Negué con la cabeza y me sentí como una mentirosa. Suzanne cree que mi padre está muerto pero, por lo que yo sé, podría haber sido negro; bueno, por lo que sé, también podría haber sido pirata, asesino en serie o rey.
– Ya sabes que la gente podría pensar…
– Supongo que al decir gente te refieres a Chantal…
– No -me interrumpió contrariada, pero su cara sonrosada adquirió un tinte más intenso y no me miró a los ojos mientras hablaba. Me rodeó los hombros con el brazo y acotó-: Escucha, eres nueva en el liceo, eres nueva para nosotras. Las demás fuimos juntas a la escuela primaria y aprendimos a acoplarnos.
Aprendimos a acoplamos… En la época de Lansquenet tuve una profesora, madame Drou, que decía exactamente lo mismo.
– Lo que ocurre es que eres distinta -añadió Suze-. He intentado ayudarte…
– ¿A qué? -espeté y pensé en los apuntes de geografía.
Me di cuenta de que nunca, jamás logro hacer lo que me apetece cuando Suzanne está cerca. Siempre se trata de sus juegos, sus problemas y la frase «Annie, haz el favor de dejar de seguirme» cuando aparece alguien que le interesa más. Aunque sabía que no pretendía ser brusca, Suze se mostró dolida, se apartó de la cara el pelo alisado con una actitud que considera muy adulta y declaró:
– Bueno, si ni siquiera estás dispuesta a oírme…
– Está bien -accedí-. ¿Cuál es mi problema?

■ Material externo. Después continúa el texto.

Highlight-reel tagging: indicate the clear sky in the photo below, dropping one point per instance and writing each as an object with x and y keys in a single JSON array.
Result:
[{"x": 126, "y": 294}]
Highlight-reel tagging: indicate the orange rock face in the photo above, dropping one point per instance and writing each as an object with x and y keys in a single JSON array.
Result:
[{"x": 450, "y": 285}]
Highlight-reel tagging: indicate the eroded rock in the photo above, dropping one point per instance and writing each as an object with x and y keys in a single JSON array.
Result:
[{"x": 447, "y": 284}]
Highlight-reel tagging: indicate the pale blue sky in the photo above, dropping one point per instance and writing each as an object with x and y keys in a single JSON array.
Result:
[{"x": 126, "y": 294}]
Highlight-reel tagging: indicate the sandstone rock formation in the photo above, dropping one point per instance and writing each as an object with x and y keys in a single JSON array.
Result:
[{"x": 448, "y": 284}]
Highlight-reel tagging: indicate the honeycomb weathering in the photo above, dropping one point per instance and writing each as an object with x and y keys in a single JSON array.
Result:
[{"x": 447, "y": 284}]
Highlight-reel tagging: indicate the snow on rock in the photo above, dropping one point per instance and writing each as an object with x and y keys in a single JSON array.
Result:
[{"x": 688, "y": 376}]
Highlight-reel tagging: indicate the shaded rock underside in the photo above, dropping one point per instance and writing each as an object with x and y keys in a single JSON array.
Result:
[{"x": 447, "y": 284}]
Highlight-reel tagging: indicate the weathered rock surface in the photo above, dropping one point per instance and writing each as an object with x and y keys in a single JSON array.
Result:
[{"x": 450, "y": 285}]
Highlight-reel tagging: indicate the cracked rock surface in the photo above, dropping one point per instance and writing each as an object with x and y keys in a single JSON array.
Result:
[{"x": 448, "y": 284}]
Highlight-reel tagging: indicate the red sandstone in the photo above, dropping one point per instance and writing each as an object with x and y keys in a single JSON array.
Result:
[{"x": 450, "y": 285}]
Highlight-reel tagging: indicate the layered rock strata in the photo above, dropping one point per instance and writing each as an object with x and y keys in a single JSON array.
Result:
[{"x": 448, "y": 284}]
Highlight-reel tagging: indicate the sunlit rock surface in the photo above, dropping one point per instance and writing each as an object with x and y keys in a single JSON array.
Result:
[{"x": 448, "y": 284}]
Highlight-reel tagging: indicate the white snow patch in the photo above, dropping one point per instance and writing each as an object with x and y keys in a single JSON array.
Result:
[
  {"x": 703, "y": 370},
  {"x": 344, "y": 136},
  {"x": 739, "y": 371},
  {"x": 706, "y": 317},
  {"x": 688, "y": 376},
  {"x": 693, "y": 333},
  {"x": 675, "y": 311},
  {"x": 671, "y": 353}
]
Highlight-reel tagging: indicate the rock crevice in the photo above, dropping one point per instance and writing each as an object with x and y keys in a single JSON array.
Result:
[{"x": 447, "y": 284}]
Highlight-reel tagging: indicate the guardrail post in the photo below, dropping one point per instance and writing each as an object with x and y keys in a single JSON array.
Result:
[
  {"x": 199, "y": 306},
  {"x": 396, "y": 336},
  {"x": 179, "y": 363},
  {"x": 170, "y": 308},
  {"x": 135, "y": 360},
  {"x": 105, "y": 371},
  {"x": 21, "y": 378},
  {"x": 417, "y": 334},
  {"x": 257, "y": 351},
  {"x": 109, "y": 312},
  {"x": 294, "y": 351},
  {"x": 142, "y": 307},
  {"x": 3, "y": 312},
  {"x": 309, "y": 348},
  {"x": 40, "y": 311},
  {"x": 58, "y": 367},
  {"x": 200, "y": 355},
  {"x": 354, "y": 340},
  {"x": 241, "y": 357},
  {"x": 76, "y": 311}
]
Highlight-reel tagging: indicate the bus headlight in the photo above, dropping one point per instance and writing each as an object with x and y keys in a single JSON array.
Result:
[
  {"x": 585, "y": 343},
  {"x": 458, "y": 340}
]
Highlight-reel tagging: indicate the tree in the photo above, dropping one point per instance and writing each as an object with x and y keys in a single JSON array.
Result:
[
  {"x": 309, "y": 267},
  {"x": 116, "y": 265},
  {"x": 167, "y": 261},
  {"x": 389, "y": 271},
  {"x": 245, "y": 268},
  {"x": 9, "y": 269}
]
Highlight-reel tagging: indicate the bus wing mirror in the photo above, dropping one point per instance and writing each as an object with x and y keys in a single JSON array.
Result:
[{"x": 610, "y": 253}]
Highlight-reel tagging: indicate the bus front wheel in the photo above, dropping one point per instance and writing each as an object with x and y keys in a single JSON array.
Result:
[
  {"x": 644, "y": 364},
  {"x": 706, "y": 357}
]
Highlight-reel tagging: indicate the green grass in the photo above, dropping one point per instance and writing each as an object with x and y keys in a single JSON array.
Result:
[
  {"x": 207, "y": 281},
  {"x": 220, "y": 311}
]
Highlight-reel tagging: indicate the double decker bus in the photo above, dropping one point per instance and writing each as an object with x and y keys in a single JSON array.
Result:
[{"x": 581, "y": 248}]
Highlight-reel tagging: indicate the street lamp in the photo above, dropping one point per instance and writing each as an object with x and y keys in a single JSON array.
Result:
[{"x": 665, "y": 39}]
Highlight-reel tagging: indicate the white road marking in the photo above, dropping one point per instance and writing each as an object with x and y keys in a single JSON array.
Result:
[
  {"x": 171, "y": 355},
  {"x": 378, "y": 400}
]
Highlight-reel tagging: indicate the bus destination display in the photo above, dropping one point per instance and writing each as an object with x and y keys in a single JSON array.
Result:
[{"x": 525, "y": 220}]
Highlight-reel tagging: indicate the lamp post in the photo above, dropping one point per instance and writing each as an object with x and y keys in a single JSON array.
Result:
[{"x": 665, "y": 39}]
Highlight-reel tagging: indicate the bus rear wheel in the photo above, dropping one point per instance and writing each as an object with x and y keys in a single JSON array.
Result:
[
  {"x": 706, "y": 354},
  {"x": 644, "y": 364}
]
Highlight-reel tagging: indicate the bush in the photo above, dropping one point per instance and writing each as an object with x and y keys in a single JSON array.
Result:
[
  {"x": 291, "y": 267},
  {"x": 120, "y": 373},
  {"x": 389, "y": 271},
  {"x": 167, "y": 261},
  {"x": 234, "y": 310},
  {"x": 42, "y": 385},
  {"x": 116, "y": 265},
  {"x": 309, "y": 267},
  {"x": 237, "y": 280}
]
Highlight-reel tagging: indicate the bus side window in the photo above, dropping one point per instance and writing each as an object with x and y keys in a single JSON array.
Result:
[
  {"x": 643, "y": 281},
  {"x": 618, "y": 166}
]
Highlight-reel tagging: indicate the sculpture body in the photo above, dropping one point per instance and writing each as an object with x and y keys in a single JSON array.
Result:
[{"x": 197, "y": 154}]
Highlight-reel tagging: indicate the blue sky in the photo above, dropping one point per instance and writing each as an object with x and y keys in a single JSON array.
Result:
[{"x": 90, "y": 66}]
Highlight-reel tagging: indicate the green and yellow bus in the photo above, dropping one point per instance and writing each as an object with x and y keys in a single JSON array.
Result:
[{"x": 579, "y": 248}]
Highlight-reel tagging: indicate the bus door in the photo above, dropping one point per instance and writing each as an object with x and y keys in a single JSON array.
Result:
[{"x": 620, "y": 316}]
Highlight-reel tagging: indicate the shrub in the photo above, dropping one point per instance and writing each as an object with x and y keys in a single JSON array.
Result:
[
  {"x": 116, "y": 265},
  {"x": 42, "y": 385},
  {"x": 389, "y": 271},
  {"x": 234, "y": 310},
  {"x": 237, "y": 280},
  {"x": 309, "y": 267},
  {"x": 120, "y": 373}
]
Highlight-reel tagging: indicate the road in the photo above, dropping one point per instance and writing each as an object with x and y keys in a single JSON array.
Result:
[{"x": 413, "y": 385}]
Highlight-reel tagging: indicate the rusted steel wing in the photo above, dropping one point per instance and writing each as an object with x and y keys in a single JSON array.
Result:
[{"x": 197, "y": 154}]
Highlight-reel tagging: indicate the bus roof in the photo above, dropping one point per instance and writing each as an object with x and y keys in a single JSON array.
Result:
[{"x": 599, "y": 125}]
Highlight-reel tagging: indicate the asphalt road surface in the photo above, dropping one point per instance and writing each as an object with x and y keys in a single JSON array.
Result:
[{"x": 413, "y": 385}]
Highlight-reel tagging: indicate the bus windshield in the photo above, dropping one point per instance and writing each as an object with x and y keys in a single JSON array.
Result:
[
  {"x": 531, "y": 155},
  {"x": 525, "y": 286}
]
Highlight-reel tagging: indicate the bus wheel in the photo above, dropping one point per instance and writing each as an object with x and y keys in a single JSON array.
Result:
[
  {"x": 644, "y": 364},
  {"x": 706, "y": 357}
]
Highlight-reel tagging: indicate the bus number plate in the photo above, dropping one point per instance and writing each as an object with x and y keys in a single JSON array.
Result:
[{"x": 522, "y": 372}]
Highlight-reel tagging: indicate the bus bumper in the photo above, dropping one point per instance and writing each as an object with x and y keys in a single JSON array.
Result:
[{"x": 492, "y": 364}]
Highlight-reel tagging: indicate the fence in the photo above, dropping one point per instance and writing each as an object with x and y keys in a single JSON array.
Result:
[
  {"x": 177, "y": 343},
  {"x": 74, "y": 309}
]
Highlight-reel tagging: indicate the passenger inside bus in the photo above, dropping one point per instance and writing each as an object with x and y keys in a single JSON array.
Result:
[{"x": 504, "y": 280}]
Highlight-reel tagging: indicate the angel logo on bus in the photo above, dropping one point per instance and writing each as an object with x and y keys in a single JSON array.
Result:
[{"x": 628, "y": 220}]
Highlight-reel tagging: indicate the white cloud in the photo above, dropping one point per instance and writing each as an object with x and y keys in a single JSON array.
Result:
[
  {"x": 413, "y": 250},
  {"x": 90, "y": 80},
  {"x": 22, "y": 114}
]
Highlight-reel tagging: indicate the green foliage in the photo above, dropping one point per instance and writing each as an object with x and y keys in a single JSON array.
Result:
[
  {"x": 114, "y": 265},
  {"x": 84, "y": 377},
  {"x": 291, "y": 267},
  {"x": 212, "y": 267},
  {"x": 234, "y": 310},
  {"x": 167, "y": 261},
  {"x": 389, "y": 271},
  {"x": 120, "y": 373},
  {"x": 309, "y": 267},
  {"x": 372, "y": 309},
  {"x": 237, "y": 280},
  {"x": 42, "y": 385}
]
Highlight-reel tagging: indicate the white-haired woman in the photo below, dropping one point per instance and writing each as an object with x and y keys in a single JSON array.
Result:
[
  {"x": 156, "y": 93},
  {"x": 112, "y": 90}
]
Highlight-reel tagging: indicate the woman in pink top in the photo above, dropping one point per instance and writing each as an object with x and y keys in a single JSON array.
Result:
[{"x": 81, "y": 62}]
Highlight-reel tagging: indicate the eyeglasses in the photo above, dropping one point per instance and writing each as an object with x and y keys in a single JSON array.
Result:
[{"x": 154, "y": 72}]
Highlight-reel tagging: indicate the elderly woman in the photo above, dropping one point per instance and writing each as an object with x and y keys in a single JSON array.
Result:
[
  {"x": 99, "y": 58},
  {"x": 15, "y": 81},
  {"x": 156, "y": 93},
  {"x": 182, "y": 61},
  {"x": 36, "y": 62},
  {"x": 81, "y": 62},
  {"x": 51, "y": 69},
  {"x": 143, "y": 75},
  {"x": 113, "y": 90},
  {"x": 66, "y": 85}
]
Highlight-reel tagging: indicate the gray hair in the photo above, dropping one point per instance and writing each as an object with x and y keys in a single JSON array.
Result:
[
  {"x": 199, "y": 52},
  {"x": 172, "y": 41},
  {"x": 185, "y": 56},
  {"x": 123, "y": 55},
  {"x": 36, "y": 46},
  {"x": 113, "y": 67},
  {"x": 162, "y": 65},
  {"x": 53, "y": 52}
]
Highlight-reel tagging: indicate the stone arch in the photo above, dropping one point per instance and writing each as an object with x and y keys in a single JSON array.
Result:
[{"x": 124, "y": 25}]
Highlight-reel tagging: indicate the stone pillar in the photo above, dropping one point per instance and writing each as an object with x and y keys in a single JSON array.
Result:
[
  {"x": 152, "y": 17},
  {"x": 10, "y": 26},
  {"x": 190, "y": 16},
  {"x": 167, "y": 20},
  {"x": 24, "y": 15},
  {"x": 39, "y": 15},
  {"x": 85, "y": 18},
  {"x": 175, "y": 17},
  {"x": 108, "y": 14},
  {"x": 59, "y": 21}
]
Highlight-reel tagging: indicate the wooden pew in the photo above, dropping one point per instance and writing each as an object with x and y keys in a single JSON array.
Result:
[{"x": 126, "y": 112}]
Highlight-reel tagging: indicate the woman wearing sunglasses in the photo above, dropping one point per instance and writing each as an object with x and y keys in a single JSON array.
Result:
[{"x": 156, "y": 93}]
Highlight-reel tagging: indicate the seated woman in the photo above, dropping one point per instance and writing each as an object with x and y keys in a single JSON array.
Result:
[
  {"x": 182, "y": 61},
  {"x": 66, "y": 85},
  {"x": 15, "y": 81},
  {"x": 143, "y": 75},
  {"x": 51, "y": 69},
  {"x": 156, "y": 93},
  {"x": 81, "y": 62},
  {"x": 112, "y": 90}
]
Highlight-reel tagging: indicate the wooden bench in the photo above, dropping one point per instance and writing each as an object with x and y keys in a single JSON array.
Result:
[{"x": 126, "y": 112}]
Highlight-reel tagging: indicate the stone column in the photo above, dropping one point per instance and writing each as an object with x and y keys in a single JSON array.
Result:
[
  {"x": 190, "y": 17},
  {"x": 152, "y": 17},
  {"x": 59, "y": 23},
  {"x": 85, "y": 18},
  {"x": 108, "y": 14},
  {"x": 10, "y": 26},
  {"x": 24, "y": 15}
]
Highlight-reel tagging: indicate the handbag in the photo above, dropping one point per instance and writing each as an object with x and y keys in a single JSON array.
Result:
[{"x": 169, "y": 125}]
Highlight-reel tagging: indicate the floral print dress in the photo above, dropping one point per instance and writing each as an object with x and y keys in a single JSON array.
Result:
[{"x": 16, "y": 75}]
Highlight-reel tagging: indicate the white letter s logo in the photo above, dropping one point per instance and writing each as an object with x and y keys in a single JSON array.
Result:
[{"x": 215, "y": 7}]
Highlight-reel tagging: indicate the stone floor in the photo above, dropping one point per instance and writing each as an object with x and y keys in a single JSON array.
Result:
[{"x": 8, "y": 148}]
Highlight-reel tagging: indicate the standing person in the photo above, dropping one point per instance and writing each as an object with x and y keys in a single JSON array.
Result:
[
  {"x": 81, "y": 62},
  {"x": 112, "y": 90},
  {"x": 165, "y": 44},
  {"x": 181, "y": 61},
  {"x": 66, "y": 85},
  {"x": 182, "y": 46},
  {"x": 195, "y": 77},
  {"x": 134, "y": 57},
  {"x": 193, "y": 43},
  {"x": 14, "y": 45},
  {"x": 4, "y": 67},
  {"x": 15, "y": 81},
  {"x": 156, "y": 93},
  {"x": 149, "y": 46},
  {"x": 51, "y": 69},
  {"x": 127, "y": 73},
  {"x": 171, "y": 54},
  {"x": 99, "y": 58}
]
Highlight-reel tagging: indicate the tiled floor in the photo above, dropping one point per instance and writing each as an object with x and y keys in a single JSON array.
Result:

Suze me estudió unos segundos. En ese momento sonó el timbre, por lo que me dirigió una sonrisa repentina y estupenda y me entregó un papel.
– He hecho una lista.
Leí la lista en la clase de geografía. Monsieur Gestin habló de Budapest, donde vivimos una temporada, aunque la verdad no me acuerdo muy bien. Solo recuerdo el río, la nieve y el casco antiguo, para mí tan parecido a Montmartre por las calles serpenteantes, las escalinatas empinadas y el castillo en lo alto de la colina. Con su letra regular y redondeada, Suze había escrito la lista en la mitad de la hoja de un libro de ejercicios. Había consejos sobre cómo arreglarse (el pelo liso, las uñas limadas, las piernas afeitadas y usar siempre desodorante), vestirse (nada de calcetines con faldas; rosa sí, pero naranja nunca), sobre la cultura (la literatura romántica moderna estaba bien y los libros de chicos, mal), cine y música (única y exclusivamente los últimos éxitos), sobre programas de televisión, sitios web (en el caso de que tuviese ordenador), sobre cómo pasar el tiempo libre y la ciase de móvil que debía tener.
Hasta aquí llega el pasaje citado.